WHILE far northern Australia’s highest-profile beef processing business near Darwin has fallen on hard times, a second new abattoir venture across the Western Australian border is going from strength to strength.

Jack Burton and partners’ Yeeda Pastoral Co, between Derby and Broome in WA’s remote northwest, completed its abattoir project in late 2016, before finishing export license approvals and going into full production towards the end of last year.

This year the plant is processing between 1100 and 1200 head of cattle each week, on a five-day, single shift roster. And most importantly, the project’s backers say it’s making a profit.

“We’re pretty happy with where things are at. There’s certainly a margin in it,” Jack Burton told Beef Central during a wide-ranging interview yesterday.

“It’s all about how much it costs to put an animal through the plant.”

Principal Jack Burton in front of the Kimberley Meat Co plant. Click on image for a larger view

The region’s last ‘original’ beef abattoir at Broome closed its doors in 1993, the year that Mr Burton and his wife Vicki bought nearby Kilto station, before expanding (with the injection of partners) via the purchase of Yeeda in 2000.

The son of a butcher, he had been toying with the concept of a meat processing venture on Yeeda for some years, but it was the disastrous 2011 live export market closure that provided the final catalyst to ‘have a go’, and provide a market alternative should ever a similar situation occur again.

While reluctant to make direct comparisons between Yeeda’s own operations and AA Co’s Livingstone investment 1000km to the northwest, Mr Burton said what had made Yeeda successful was its simplicity, lack of unnecessary overheads, and it remained a ‘family show.’
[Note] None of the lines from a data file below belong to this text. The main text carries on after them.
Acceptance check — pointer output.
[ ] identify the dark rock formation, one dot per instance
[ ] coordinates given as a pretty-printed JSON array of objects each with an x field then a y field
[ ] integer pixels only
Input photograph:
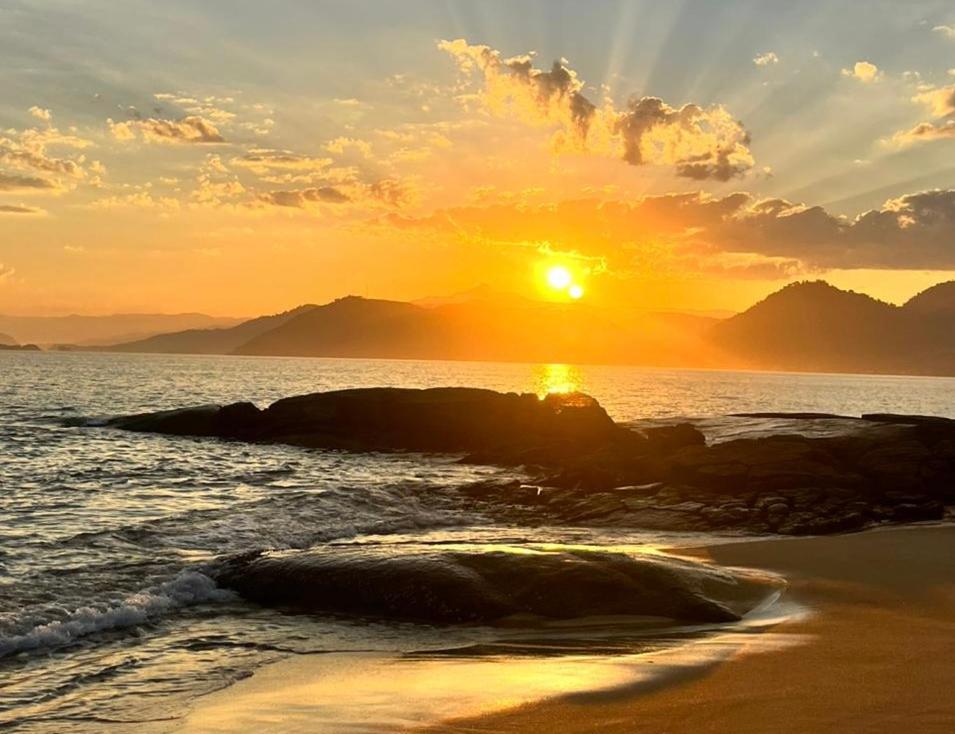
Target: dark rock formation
[
  {"x": 584, "y": 469},
  {"x": 470, "y": 584},
  {"x": 389, "y": 419}
]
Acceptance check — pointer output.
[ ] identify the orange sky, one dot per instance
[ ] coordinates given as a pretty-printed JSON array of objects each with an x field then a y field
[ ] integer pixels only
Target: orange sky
[{"x": 247, "y": 166}]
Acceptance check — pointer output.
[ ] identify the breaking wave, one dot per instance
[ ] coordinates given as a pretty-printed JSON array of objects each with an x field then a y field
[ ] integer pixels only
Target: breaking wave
[{"x": 148, "y": 606}]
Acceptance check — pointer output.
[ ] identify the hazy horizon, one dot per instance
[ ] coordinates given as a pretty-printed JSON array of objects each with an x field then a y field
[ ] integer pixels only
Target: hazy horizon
[{"x": 685, "y": 157}]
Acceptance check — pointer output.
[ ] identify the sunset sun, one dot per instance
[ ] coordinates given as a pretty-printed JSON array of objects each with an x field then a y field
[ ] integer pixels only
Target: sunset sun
[
  {"x": 559, "y": 277},
  {"x": 335, "y": 331}
]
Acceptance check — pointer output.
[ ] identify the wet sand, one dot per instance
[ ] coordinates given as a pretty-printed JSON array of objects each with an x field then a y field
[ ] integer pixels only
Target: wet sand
[{"x": 877, "y": 654}]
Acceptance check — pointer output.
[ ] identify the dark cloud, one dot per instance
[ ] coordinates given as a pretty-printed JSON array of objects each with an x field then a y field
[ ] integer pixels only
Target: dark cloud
[
  {"x": 698, "y": 142},
  {"x": 15, "y": 182},
  {"x": 18, "y": 209},
  {"x": 192, "y": 129},
  {"x": 915, "y": 231},
  {"x": 301, "y": 198}
]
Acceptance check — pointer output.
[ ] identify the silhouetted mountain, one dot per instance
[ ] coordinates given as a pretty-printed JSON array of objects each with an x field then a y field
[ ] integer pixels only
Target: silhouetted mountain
[
  {"x": 508, "y": 330},
  {"x": 809, "y": 326},
  {"x": 939, "y": 300},
  {"x": 815, "y": 326},
  {"x": 209, "y": 341},
  {"x": 93, "y": 330}
]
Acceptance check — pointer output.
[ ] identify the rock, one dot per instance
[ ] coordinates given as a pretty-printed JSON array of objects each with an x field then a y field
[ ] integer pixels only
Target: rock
[
  {"x": 670, "y": 438},
  {"x": 428, "y": 584},
  {"x": 434, "y": 420},
  {"x": 582, "y": 468}
]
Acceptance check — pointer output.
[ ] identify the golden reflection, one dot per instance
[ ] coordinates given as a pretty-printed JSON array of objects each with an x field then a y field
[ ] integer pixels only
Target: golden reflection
[{"x": 557, "y": 378}]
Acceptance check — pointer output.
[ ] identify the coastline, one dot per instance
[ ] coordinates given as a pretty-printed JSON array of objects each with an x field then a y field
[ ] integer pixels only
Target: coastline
[{"x": 874, "y": 655}]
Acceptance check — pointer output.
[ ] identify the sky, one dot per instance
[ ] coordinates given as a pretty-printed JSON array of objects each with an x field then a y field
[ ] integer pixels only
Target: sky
[{"x": 240, "y": 158}]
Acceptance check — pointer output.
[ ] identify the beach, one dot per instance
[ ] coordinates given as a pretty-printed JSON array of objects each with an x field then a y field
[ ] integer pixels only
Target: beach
[
  {"x": 874, "y": 653},
  {"x": 877, "y": 656}
]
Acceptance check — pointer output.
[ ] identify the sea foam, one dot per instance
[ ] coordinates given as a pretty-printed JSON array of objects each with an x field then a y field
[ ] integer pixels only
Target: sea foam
[{"x": 186, "y": 589}]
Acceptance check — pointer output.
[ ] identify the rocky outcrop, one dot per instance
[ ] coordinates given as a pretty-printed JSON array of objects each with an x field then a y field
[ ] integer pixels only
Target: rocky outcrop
[
  {"x": 483, "y": 584},
  {"x": 585, "y": 469},
  {"x": 504, "y": 426}
]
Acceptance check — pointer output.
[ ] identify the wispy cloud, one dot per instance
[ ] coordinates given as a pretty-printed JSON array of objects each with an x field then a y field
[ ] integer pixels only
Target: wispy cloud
[
  {"x": 192, "y": 130},
  {"x": 698, "y": 142},
  {"x": 864, "y": 71}
]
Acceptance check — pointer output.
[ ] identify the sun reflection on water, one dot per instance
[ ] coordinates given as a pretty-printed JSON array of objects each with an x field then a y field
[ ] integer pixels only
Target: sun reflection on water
[{"x": 557, "y": 378}]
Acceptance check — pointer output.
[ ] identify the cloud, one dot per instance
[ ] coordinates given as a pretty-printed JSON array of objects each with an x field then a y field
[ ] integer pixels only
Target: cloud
[
  {"x": 925, "y": 132},
  {"x": 946, "y": 30},
  {"x": 340, "y": 145},
  {"x": 20, "y": 209},
  {"x": 302, "y": 198},
  {"x": 864, "y": 71},
  {"x": 264, "y": 161},
  {"x": 192, "y": 129},
  {"x": 698, "y": 142},
  {"x": 389, "y": 192},
  {"x": 941, "y": 101},
  {"x": 41, "y": 114},
  {"x": 16, "y": 182},
  {"x": 915, "y": 231},
  {"x": 941, "y": 104},
  {"x": 29, "y": 150}
]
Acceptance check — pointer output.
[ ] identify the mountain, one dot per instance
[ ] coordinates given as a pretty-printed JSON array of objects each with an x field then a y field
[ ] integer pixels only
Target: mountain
[
  {"x": 494, "y": 330},
  {"x": 93, "y": 330},
  {"x": 939, "y": 300},
  {"x": 813, "y": 326},
  {"x": 209, "y": 341},
  {"x": 807, "y": 326}
]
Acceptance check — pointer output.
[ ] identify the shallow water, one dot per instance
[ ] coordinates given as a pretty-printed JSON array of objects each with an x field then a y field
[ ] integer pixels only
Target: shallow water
[{"x": 105, "y": 614}]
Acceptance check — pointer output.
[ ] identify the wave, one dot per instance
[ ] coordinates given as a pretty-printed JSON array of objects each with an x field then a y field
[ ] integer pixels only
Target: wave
[
  {"x": 186, "y": 589},
  {"x": 488, "y": 583}
]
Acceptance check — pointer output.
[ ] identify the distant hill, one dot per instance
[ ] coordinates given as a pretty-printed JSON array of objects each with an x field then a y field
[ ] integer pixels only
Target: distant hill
[
  {"x": 814, "y": 326},
  {"x": 807, "y": 326},
  {"x": 19, "y": 348},
  {"x": 502, "y": 330},
  {"x": 939, "y": 300},
  {"x": 93, "y": 330},
  {"x": 209, "y": 341}
]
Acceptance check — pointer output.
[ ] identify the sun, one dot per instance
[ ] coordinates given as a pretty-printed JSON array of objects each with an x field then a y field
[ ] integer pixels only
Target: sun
[{"x": 559, "y": 277}]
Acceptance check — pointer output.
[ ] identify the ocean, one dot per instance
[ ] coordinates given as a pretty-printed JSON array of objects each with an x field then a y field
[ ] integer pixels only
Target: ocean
[{"x": 108, "y": 615}]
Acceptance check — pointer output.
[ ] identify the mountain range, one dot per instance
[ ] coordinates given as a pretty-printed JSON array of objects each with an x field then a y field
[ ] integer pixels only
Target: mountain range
[
  {"x": 806, "y": 326},
  {"x": 99, "y": 330}
]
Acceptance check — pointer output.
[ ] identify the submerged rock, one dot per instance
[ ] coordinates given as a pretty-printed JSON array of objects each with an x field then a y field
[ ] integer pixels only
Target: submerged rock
[
  {"x": 373, "y": 419},
  {"x": 585, "y": 469},
  {"x": 468, "y": 584}
]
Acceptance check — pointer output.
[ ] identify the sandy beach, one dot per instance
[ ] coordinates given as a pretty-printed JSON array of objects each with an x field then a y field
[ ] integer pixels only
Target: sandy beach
[
  {"x": 878, "y": 655},
  {"x": 874, "y": 654}
]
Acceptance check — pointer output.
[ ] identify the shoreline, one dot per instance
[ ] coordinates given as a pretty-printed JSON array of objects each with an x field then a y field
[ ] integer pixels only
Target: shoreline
[
  {"x": 872, "y": 656},
  {"x": 875, "y": 655}
]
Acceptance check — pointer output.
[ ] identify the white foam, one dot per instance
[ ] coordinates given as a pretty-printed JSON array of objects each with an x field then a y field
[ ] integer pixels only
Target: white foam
[{"x": 187, "y": 588}]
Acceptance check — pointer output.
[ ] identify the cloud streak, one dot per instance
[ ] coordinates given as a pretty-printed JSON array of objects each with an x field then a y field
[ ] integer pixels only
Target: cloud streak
[
  {"x": 911, "y": 231},
  {"x": 192, "y": 129},
  {"x": 698, "y": 142}
]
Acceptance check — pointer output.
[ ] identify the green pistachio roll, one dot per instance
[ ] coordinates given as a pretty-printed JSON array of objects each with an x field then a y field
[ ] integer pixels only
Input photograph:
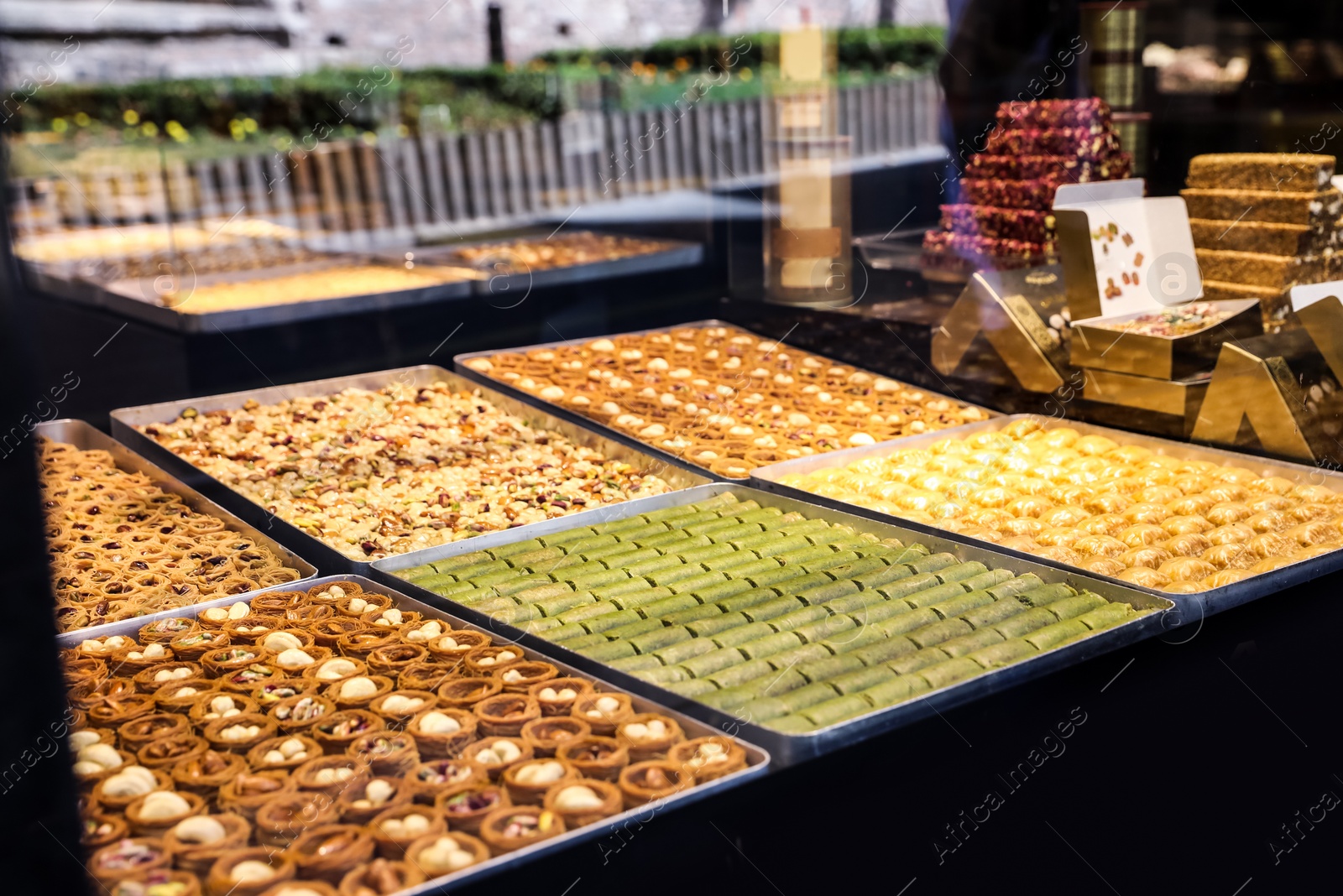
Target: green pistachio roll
[
  {"x": 1004, "y": 654},
  {"x": 1052, "y": 636},
  {"x": 837, "y": 710},
  {"x": 685, "y": 649}
]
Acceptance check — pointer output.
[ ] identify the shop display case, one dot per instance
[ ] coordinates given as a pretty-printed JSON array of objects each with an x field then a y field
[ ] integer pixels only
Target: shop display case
[{"x": 841, "y": 398}]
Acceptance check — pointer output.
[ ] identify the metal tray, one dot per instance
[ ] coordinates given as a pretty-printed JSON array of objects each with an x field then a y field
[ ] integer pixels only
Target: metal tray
[
  {"x": 136, "y": 298},
  {"x": 124, "y": 421},
  {"x": 677, "y": 253},
  {"x": 1193, "y": 605},
  {"x": 790, "y": 748},
  {"x": 460, "y": 362},
  {"x": 758, "y": 758},
  {"x": 85, "y": 436}
]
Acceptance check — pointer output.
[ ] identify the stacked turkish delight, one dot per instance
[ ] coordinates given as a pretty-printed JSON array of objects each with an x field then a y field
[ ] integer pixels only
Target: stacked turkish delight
[{"x": 1001, "y": 216}]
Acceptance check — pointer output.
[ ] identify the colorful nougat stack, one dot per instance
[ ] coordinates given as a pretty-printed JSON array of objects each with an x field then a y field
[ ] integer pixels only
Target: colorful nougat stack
[
  {"x": 1001, "y": 216},
  {"x": 1264, "y": 223}
]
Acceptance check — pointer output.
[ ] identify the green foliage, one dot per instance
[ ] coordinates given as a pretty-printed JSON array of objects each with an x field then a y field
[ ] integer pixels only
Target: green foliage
[
  {"x": 353, "y": 101},
  {"x": 875, "y": 49}
]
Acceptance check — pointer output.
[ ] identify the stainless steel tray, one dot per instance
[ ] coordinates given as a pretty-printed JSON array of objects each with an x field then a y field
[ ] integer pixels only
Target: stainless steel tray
[
  {"x": 460, "y": 364},
  {"x": 677, "y": 253},
  {"x": 758, "y": 758},
  {"x": 125, "y": 420},
  {"x": 86, "y": 438},
  {"x": 1194, "y": 607},
  {"x": 138, "y": 300},
  {"x": 790, "y": 748}
]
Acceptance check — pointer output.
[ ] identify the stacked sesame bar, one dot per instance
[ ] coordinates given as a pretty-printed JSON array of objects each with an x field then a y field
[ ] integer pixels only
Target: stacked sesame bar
[
  {"x": 1264, "y": 223},
  {"x": 1001, "y": 216}
]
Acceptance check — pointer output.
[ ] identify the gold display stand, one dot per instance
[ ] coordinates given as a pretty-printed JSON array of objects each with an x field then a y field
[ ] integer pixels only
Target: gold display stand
[
  {"x": 1013, "y": 325},
  {"x": 1257, "y": 403},
  {"x": 1323, "y": 320}
]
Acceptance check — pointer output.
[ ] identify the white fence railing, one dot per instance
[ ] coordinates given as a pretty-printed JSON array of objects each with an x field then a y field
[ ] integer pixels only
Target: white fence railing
[{"x": 348, "y": 195}]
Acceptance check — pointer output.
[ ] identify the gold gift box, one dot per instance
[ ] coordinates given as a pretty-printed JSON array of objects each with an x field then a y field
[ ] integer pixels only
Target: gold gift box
[
  {"x": 1175, "y": 398},
  {"x": 1178, "y": 357},
  {"x": 1011, "y": 310}
]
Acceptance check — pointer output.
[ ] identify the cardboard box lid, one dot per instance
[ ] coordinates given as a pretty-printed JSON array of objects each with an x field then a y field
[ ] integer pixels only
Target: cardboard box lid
[{"x": 1125, "y": 233}]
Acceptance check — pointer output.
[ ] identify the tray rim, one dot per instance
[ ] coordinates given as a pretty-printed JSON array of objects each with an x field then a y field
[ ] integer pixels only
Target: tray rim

“We act and operate like a family business,” he said. “We like to think we are pretty nimble, and can make decisions quickly, and we have a very small ‘top-end’.”

“Ultimately, the profit in beef processing comes from what you buy the raw material for; what you sell the finished product for; and how much it costs you to convert it.

“The market ‘is what it is’ for our product (generic lean trim grinding meat for hamburgers). You’ve got to buy it for what the next person is prepared to pay. Therefore the only thing you have left to play with is getting it in the box as cheaply as possible, while not compromising the important things like quality and food safety.”

Phones start to ring

Mr Burton said the Yeeda business was ‘pretty comfortable’ killing its current 200 to 250 head a day, depending on what type of cattle were on hand, but obviously given recent events, the business was now keen to ‘push that a bit harder.’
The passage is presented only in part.